Cranberries is easier to cook with than it looks. Here's how to choose, use, and store them, what to substitute, and 337 recipes to get you started.
Key Points
Hard, very sour fall berries; they need sugar, and raw they are too tart to eat.
They pop when heated, releasing pectin that thickens cranberry sauce in about ten minutes.
Use roughly equal parts sugar to fruit for sauce, sweetening gradually after the berries burst.
Chop them before folding into muffins so the tartness spreads evenly through the batter.
Fresh keeps three to four weeks chilled; freeze the bag unwashed for up to a year.
What are cranberries?
Cranberries are hard, glossy red berries that grow on low vines in bogs and turn up fresh for only a few weeks each fall, right around Thanksgiving.
They are aggressively sour. Bite into a raw one and your face will tell the story.
That sourness is the whole point. Cranberries carry very little sugar of their own and a lot of acid, so they exist to be cooked with sugar, where the tartness turns from harsh to bright.
They also pop. Each berry holds a tiny pocket of air, and when you heat them they swell and burst with an audible snap, releasing the natural pectin that thickens cranberry sauce as it cools.
Cooking With Cranberries
The headliner is sauce. Simmer a bag of cranberries with sugar and water or orange juice, and in about ten minutes the berries pop and the liquid thickens into the classic Thanksgiving side.
Sugar is not optional here. Plain cranberries are too sour to eat, so a sauce needs roughly equal parts sugar to fruit by volume, then you dial it back to taste once the berries have broken down.
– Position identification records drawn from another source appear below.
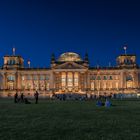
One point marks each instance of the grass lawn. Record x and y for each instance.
(69, 120)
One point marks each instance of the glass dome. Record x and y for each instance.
(69, 56)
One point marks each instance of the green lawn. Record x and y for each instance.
(69, 120)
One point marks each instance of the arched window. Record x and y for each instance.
(110, 78)
(11, 78)
(105, 77)
(129, 78)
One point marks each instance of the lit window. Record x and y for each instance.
(42, 77)
(35, 77)
(11, 78)
(29, 77)
(110, 78)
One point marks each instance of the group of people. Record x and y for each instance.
(23, 99)
(107, 103)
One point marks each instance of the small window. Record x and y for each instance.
(29, 77)
(42, 77)
(35, 77)
(11, 78)
(110, 78)
(98, 78)
(105, 77)
(93, 77)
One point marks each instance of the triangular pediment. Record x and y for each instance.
(70, 65)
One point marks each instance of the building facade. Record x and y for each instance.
(69, 74)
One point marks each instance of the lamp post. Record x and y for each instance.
(29, 63)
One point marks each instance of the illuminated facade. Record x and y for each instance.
(70, 74)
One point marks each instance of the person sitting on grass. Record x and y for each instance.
(26, 101)
(99, 103)
(22, 97)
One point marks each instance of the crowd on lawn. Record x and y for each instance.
(23, 99)
(63, 97)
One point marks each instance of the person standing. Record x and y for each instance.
(36, 97)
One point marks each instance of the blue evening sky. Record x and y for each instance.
(38, 28)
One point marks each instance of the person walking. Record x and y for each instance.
(22, 97)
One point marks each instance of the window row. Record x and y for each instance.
(94, 77)
(35, 77)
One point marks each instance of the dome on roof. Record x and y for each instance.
(69, 56)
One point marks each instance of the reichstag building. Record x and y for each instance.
(69, 74)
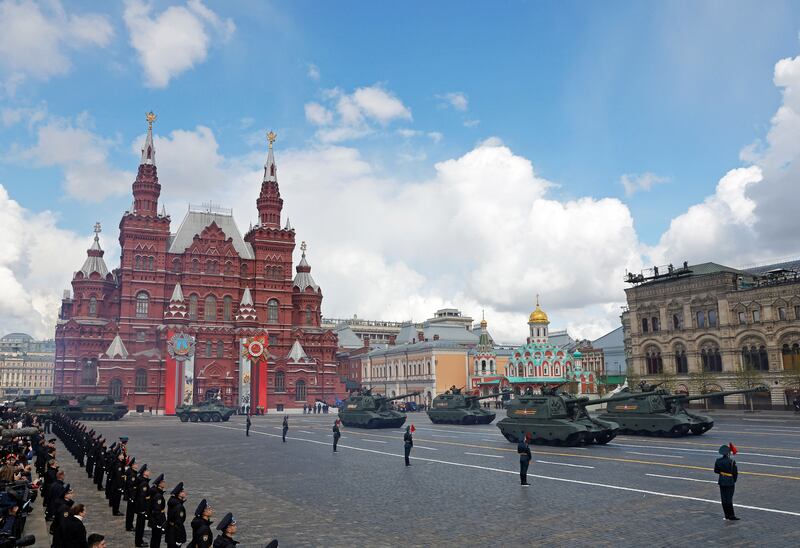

Baking is the other big use. Whole cranberries fold into muffins and quick breads and scones, where their tartness cuts the sweetness of the crumb. Christmas Morning Cranberry Muffins and Autumn Quick Bread both scatter them through the batter.
Chop them first for baking. Whole cranberries can read as sour pockets in a sweet muffin, so a rough chop spreads that tartness more evenly. For preserves like Citrus Cranberry Raspberry Preserves, their high pectin helps the whole batch set.
Pairing and Common Mistakes
Cranberries have natural partners in orange, apple, pear, cinnamon, and walnuts. On the savory side they go with turkey, pork, and sharp cheese. Their acid is what cuts through rich, fatty meat.
The most common mistake is underestimating the sugar. People taste an unsweetened sauce mid-cook and panic, either giving up or dumping in far too much at once. Sweeten gradually after the berries have burst, not before.
The other slip is overcooking. Once most berries have popped, the sauce is done. Keep going and the pectin overcooks into something stiff and gluey, and the fresh tartness cooks away into flat bitterness.
Substitutes
Fresh and frozen cranberries are interchangeable, and frozen go straight into the pot with no thawing.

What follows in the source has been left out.